The census found that Britain’s chalk streams had lost 41 per cent of their mayfly species on average compared with 1998. “In many lowland catchments, the spectacular hatches that once defined early summer have diminished dramatically, reflecting decades of mounting pressure on freshwater ecosystems,” said Janina Gray, head of science and policy at WildFish. “Pollution, sediment runoff, reduced river flows and rising water temperatures are all eroding the conditions these insects depend on.” Other research suggests that even modest levels of fine sediment and phosphate pollution in many English rivers may be enough to kill up to 80 per cent of mayfly eggs laid in riverbeds. Fine sediments can suffocate eggs and promote fungal growth, while phosphates inhibit egg development — both pollutants often originating from agricultural runoff and untreated sewage.
Additional threats include neonicotinoid insecticides, which have been found to cause sharp drops in insect numbers in water; rising water temperatures linked to climate change, which can push species to retreat to higher altitudes; habitat loss and degradation from urban sprawl, simplification of farmland, and over-abstraction of water from rivers; and light pollution, which particularly affects night-flying insects. Conservation groups such as Buglife are working to protect invertebrates through research, habitat management, and advocacy. Some conservationists and fishermen are also involved in repopulation programmes, collecting mayfly eggs to increase survival rates.

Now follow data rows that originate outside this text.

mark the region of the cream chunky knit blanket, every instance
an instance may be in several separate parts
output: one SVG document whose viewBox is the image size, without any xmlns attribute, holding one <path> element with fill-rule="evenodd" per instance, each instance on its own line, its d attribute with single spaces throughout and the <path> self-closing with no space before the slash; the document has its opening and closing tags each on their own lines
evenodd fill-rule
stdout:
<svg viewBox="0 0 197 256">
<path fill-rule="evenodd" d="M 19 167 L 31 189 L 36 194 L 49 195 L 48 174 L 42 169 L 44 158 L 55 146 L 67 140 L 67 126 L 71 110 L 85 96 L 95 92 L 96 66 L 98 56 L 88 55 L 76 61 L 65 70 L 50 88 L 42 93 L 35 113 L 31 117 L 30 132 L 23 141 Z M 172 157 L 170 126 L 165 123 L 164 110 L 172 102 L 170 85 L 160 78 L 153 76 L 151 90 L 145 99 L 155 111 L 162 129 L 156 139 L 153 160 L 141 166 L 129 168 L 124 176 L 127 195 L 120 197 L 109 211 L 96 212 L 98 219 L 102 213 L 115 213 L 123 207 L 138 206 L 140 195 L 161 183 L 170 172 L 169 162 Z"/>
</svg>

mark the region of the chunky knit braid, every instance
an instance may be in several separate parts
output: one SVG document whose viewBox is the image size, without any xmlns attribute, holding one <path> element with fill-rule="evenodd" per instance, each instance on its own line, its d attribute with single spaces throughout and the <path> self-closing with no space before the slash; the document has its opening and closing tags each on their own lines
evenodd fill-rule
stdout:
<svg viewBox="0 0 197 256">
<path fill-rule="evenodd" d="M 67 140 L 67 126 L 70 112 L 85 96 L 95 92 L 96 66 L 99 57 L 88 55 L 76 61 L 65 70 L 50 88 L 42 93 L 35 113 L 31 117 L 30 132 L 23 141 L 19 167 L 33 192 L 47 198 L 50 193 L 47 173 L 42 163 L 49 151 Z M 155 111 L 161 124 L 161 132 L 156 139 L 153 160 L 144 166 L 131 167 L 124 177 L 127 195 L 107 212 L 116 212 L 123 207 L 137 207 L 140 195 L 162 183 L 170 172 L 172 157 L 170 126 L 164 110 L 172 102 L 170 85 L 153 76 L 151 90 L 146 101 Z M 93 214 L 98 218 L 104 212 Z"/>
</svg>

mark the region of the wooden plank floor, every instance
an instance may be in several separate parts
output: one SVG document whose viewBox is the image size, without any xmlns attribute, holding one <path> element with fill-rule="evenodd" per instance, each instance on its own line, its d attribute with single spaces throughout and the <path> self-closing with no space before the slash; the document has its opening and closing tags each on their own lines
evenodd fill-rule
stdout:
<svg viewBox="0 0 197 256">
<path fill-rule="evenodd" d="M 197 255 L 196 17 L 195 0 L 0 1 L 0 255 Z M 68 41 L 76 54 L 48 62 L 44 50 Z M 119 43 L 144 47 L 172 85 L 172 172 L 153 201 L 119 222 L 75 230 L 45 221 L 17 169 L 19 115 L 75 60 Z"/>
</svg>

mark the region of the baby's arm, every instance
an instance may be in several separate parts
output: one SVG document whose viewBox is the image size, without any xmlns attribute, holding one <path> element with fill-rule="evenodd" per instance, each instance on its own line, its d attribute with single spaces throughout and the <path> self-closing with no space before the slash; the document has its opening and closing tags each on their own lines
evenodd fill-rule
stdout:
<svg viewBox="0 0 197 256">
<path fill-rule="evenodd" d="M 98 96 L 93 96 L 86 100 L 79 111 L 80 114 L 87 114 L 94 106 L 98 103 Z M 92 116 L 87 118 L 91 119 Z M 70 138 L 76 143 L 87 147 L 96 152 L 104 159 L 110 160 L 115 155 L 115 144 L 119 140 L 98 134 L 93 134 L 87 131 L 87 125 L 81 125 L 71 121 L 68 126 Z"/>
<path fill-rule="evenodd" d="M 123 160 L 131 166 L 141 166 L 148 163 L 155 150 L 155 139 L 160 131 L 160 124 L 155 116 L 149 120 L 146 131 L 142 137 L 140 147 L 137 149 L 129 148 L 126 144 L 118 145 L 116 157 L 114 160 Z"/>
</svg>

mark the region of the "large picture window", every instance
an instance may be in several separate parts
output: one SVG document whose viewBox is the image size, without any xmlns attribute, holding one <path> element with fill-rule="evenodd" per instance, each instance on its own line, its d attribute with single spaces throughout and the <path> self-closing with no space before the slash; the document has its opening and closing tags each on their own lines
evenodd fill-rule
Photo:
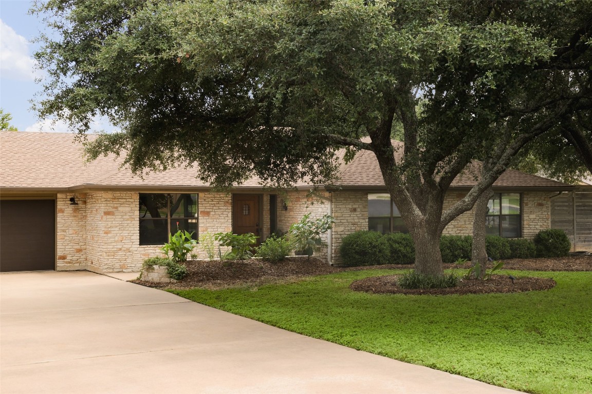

For now, Fabian encourages Britons to relish the ancient spectacle while they still can. “This behaviour is something that pretty much everyone, at certain times of the year, should be able to see,” he said. “These are quite urban places with lots of traffic, but they’re still hanging on and they’re still doing this dance that they have probably been doing since before Britain was separated from mainland Europe.”